USDA Under Secretary for Food, Nutrition, and Consumer Services Kevin Concannon emphasized the results of an annual report released by USDA's Economic Research Service that demonstrate that federal nutrition assistance food programs are providing a valuable safety net to the most vulnerable Americans. The report "Food Security in the United States 2009" found that 17.4 million households in America had difficulty providing enough food due to a lack of resources, about the same as in 2008.
"This report highlights just how critical federal nutrition assistance programs are for American families in need and the Obama administration is working to provide greater access to this critical safety net during these difficult economic times," said Concannon. "These programs are designed to respond rapidly and automatically to emerging needs in times of economic change and will expand and contract with the economy. We anticipate that food security will improve as the economy improves but in the near-term, without these benefits, many families would face far more severe problems getting the nutritious food they need."
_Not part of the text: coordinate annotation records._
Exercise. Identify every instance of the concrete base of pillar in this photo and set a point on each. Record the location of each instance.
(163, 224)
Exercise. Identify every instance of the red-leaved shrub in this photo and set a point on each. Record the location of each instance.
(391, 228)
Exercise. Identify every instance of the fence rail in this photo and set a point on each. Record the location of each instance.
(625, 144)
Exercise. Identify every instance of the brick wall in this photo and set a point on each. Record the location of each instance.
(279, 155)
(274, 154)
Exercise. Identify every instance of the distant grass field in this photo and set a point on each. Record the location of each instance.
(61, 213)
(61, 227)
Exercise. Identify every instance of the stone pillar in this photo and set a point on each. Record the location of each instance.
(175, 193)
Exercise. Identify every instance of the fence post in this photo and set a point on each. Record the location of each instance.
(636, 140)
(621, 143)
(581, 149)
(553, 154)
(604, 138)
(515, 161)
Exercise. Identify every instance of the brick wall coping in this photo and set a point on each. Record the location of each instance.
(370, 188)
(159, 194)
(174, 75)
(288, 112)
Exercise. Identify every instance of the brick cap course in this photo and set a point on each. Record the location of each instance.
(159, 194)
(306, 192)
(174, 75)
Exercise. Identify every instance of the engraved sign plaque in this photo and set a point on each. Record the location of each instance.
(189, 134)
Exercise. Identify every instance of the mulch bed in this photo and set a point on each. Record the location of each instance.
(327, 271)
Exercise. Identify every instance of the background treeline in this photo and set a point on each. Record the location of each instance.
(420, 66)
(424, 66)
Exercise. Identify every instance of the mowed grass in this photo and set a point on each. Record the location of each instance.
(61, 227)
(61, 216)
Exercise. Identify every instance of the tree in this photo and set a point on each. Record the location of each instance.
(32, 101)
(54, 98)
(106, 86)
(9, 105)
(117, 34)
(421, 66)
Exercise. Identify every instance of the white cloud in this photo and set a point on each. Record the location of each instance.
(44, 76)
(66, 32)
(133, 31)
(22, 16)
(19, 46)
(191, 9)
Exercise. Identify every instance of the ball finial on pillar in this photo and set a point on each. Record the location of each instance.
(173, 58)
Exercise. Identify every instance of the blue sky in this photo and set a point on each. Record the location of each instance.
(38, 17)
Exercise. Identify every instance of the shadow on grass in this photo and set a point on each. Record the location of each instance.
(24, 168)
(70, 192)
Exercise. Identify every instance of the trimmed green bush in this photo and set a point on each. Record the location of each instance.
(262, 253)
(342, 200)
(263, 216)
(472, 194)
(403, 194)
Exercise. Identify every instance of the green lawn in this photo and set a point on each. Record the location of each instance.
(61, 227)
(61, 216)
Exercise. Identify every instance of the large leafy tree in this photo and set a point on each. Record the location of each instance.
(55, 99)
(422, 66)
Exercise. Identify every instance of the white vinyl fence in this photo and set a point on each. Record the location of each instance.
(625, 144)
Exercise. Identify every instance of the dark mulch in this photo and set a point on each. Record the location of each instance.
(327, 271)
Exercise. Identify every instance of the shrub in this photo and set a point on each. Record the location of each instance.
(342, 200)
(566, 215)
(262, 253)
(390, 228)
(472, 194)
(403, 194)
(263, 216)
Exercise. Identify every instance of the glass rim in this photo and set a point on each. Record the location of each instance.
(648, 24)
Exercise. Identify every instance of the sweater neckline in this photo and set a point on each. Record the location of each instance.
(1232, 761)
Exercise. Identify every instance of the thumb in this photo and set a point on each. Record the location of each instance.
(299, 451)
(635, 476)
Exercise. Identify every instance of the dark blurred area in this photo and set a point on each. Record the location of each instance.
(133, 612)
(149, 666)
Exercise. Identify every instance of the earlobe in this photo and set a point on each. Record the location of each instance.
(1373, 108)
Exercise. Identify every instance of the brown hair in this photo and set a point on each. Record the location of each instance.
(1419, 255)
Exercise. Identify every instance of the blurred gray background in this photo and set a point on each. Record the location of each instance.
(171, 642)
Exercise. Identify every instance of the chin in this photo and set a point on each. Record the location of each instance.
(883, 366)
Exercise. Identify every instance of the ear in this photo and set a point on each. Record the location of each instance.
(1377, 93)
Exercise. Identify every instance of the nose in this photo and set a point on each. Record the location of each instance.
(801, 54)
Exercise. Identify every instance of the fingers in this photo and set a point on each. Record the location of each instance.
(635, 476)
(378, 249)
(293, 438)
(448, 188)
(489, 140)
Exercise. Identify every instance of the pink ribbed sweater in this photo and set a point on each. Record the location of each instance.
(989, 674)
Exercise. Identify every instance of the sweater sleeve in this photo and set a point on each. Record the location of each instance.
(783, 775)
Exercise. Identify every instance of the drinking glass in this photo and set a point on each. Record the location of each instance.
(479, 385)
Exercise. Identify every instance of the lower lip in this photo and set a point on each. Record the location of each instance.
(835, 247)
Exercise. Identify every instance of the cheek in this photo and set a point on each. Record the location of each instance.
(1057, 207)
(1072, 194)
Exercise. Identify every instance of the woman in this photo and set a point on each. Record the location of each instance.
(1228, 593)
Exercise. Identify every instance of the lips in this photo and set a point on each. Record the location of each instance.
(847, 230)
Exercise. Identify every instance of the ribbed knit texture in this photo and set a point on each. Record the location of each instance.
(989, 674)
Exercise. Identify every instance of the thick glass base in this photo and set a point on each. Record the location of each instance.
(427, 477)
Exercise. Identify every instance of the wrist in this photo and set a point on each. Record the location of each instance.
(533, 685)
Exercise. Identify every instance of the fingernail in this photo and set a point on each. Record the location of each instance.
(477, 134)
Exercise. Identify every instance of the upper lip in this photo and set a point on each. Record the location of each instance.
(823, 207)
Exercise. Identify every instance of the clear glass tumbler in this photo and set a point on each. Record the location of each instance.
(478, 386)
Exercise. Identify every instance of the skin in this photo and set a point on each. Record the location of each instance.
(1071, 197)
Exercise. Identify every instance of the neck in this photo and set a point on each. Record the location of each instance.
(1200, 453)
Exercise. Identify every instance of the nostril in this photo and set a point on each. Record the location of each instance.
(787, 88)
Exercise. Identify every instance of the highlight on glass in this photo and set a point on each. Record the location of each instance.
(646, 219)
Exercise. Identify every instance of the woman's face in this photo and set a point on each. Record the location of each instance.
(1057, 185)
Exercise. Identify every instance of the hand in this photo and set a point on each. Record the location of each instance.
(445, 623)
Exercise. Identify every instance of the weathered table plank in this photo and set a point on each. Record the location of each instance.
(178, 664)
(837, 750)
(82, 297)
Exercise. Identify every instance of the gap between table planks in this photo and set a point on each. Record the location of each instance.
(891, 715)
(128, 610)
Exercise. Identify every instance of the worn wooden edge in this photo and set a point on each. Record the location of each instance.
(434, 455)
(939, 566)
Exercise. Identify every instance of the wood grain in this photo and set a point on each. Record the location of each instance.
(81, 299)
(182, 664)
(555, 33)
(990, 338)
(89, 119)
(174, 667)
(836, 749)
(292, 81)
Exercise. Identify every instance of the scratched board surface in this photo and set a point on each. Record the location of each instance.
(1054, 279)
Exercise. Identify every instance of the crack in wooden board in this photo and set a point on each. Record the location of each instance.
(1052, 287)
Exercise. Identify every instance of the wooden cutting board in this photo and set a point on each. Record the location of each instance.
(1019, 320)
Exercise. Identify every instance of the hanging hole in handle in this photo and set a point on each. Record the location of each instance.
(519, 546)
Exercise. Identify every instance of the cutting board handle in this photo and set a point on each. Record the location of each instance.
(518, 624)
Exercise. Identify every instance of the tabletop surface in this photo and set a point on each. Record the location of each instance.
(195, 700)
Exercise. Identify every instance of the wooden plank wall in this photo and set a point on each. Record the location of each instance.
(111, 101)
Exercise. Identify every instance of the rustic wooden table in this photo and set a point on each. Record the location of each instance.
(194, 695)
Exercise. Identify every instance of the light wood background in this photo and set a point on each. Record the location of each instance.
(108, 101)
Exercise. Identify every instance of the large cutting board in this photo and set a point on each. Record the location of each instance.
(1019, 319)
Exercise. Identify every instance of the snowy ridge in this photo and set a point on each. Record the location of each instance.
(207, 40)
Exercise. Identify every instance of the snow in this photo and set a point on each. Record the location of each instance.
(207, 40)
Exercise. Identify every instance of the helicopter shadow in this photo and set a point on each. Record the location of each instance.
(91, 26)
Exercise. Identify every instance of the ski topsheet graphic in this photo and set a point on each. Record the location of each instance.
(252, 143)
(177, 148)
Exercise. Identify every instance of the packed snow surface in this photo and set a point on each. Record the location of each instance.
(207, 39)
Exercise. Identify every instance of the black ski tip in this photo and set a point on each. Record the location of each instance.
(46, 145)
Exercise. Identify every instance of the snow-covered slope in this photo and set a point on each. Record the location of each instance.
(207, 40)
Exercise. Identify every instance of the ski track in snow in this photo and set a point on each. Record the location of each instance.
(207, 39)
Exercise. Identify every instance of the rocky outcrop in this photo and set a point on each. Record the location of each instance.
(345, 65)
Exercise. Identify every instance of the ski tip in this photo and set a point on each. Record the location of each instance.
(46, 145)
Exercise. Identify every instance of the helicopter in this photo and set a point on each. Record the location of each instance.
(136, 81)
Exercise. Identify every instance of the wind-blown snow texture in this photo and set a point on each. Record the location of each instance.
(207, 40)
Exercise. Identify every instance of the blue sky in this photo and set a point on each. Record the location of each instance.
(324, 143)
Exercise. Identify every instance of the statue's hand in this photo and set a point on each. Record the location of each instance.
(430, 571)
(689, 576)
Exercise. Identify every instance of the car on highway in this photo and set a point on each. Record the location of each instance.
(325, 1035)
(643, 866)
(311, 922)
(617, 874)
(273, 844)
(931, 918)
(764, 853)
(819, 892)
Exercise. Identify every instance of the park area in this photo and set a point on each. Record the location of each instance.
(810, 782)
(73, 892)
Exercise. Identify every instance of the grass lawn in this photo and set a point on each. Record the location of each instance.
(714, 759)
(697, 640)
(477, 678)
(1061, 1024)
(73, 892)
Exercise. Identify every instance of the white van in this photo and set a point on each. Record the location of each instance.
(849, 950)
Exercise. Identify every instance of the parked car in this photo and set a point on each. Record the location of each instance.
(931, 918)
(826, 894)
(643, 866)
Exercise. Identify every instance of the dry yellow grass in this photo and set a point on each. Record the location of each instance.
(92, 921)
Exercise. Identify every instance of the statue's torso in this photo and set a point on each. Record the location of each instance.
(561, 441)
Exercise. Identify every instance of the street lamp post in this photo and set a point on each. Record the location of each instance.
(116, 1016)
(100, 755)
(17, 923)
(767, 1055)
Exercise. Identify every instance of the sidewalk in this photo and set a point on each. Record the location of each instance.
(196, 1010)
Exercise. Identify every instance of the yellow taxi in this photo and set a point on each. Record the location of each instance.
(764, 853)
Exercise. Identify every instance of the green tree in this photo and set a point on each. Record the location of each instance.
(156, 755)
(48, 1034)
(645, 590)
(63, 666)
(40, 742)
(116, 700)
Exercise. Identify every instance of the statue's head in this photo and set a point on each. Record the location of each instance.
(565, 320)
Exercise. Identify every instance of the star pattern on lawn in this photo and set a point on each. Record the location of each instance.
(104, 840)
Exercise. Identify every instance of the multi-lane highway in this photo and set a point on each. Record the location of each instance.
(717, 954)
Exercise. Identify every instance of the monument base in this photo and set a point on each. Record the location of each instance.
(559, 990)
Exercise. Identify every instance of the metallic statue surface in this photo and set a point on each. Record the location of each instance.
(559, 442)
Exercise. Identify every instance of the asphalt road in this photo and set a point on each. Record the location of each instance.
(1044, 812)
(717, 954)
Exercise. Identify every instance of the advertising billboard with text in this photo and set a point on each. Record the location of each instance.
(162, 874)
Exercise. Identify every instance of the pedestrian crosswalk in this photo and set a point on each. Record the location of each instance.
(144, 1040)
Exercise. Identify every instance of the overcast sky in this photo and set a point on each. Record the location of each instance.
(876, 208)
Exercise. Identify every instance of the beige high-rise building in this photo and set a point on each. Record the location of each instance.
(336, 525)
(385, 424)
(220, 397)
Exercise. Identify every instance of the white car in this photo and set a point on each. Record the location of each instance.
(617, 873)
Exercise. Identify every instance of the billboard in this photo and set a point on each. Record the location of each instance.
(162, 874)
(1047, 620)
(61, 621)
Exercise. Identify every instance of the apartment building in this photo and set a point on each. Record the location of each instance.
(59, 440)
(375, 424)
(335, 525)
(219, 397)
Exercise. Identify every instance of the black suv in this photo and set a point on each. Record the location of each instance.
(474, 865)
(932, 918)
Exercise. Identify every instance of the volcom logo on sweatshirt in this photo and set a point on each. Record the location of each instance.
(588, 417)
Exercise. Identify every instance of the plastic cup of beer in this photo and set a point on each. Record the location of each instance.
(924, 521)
In more than a third of those households that reported difficulty in providing enough food, at least one member did not get enough to eat at some time during the year and normal eating patterns were disrupted due to limited resources. Food insecurity was more common in large cities and rural areas, and rates were substantially higher than the national average among households with incomes near or below the Federal poverty line, households with children headed by single parents, and African-American and Hispanic households.
While the continued high levels of food insecurity are cause for concern, the fact that the numbers did not increase, despite a significant increase in unemployment and poverty in the United States between 2008 and 2009, underscores the important role of federal nutrition assistance programs in helping to prevent food insecurity. Fifty-seven percent of food-insecure households in the survey reported that they had participated in one or more of the three largest federal nutrition assistance programs within the past month. These include the Supplemental Nutrition Assistance Program (SNAP, formerly called the Food Stamp Program), the National School Lunch Program, and the Special Supplemental Nutrition Program for Women, Infants, and Children (WIC). The full report is available at: www.ers.usda.gov/publications/err108.
Federal nutrition assistance programs have seen dramatic participation growth, with major programs at or near record levels of participation. Between 2008 and 2009:
Average monthly SNAP participation increased by about 5.3 million people (an 18.7 percent increase).
One million more low-income children received free or reduced price lunches on an average school day (a 5.4 percent increase).
Over 400,000 more low-income women, infants, and children participated in WIC in an average month (a 4.8 percent increase).
Food donations through The Emergency Food Assistance Program increased by $100 million as a result of the Recovery Act, providing additional USDA Foods to thousands of food pantries and other emergency feeding organizations across the country.
"The administration remains strongly committed to nutrition assistance as an essential support for low-income people," Concannon said. "Despite recent program growth, we recognize that some eligible people in need do not take full advantage of the benefits available to them.
USDA is working closely with states to adopt policy changes and administrative practices that improve access and expand participation for potential clients:
In SNAP, the department promotes the adoption of broad-based categorical eligibility to simplify the program and ease access to benefits for clients. Forty states have now adopted BBCE.
In the school meals programs, the department promotes direct certification for free meals for children enrolled in SNAP or TANF (Temporary Assistance for Needy Families), making use of these programs' eligibility procedures to simplify access to meals. The latest data show that over 80 percent of schools, enrolling over 95 percent of school children, use direct certification.
For the summer, the department encourages communities and localities to make use of the flexible authority to operate summer food programs in schools, and to use TANF funds to support summer feeding. Millions of children rely on school meals during the school year, but far fewer get such meals in the summer.
The department is also preparing to implement a series of demonstration pilots to test: enhancements to SFSP and alternative approaches to provide food benefits to children during the summer, and improvements in SNAP access and participation among low-income seniors participating in Medicare's Extra Help program.
Concannon also emphasized the importance of strong legislation to reauthorize the National School Lunch and School Breakfast programs that recently stalled in Congress.
"These programs provide vital nutrition assistance to America's school-aged children and deserve our full support," he said. "And we are working closely with Congress to secure strong reforms in the Child Nutrition Program reauthorization process that will improve access to high quality meals for America's school-aged children."
USDA's Food and Nutrition Service oversees the administration of 15 nutrition assistance programs, including the child nutrition programs, that touch the lives of one in four Americans over the course of a year.